- Born: T. A. Rajendran 1950 Payyannur, Malabar District, Madras State (present day Kannur, Kerala), India
- Died: 10 October 2003 (aged 52–53)
- Other name: Nawab Rajendran
- Occupations: Social activist; Journalist;
- Parents: Kunjirama Poduval; Bhargaviamma;

= Nawab Rajendran =

Indian journalist (1950-2003)

Thekke Arangath Rajendran, popularly known as Nawab Rajendran (1950 – 10 October 2003), was an Indian social activist and journalist from Kerala. He was the founder of Nawab, a local newspaper, and was a popular litigant who, through his prolific use of public interest litigation, helped bring many cases into public notice for nearly three decades, including a number of cases against late K. Karunakaran, former Union Minister of Commerce and Industries and Chief Minister of Kerala. Nawab Rajendran: Oru Manushyavakasa Porattathinte Charithram, a biography by Kamalram Sajeev, details Rajendran's social activism.

== Biography ==
T. A. Rajendran was born in 1950 to Kunjirama Poduval and Bhargaviamma at Payyanur, in Kannur district in the South Indian state of Kerala.

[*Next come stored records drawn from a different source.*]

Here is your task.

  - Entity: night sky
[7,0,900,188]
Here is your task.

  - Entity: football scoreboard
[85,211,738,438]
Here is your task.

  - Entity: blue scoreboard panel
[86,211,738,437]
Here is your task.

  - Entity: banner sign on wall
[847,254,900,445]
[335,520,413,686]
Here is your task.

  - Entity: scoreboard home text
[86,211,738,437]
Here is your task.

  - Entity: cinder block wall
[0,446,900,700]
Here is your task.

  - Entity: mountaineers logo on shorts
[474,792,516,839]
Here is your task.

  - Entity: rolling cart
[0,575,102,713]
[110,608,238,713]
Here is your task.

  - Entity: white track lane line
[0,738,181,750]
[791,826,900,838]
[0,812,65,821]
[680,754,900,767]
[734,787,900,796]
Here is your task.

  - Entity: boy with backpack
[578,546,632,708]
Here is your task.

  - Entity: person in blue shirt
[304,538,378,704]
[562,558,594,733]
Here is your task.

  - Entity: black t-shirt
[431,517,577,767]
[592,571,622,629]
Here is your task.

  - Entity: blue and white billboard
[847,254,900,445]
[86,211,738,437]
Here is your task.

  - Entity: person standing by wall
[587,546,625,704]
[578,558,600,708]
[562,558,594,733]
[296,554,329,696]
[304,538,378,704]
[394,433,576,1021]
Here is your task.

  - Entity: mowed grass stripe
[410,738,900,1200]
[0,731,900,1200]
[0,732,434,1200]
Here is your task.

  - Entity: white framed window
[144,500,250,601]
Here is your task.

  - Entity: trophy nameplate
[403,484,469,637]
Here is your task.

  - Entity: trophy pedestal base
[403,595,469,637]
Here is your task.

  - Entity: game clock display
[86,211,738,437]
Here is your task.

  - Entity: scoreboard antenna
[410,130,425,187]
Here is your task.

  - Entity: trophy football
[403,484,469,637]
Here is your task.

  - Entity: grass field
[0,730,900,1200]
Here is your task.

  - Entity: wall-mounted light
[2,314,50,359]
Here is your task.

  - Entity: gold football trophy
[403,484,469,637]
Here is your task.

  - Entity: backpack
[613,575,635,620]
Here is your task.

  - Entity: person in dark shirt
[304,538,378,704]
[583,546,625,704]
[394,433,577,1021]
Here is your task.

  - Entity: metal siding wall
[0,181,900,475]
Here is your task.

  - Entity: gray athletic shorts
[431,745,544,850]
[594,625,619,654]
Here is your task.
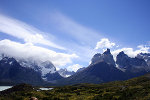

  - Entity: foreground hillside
[0,74,150,100]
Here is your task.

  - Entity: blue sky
[0,0,150,70]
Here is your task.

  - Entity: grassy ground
[0,74,150,100]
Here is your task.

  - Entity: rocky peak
[103,48,111,55]
[116,51,148,72]
[91,49,115,66]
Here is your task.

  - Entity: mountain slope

He started his career as a journalist by founding a local daily, under the title, Nawab and started publishing anti-corruption stories regularly which earned him enemies due to which he suffered several assaults and was remanded on many occasions. Soon, unable to stand against the opposition, he had to close down the daily permanently. However, the daily earned him the moniker Nawab Rajendran. Subsequently, he resorted to the use of public interest litigations to fight against corruption and social injustices and filed many cases against prominent personalities, starting with the infamous Thattil Estate Murder case against K. Karunakaran. He was involved in a number of cases against K. Karunakaran and his biography details the encounters, including allegations about how the political leader used the services of Jayaram Padikkal, then Deputy Inspector General of Kerala Police, took away documents supposedly incriminating K. Karunakaran.

Rajendran, mostly seen in public wearing a knee-length kurtha and carrying a cotton shoulder bag, was diagnosed with cancer towards the later part of his life. On 10 October 2003, he was found unconscious in a lodge and was declared dead on arrival at the hospital. His body was cremated against his wish to donate his body to a medical college and the action of the authorities also generated public criticism.

Rajandran once received an award for his social activism which carried a cash prize of ₹200,000 of which he donated ₹190,000 to the General Hospital, Ernakulam. The amount was used to form a charitable organisation, The Manawa Seva Trust, and the organisation collected additional funds to build a modern mortuary complex at the hospital.

==In popular culture==
Vakkalathu Narayanankutty, a 2001 Malayalam film featuring Jayaram, was loosely based on Rajendran's life. His life has been documented by Kamalram Sajeev, in a biographical work, Nawab Rajendran: Oru Manushyavakasa Porattathinte Charithram, published in 2015. A tele film, Nawab Rajendran, has been made by Mandhath Creations, which is a documentary on Rajendran's life.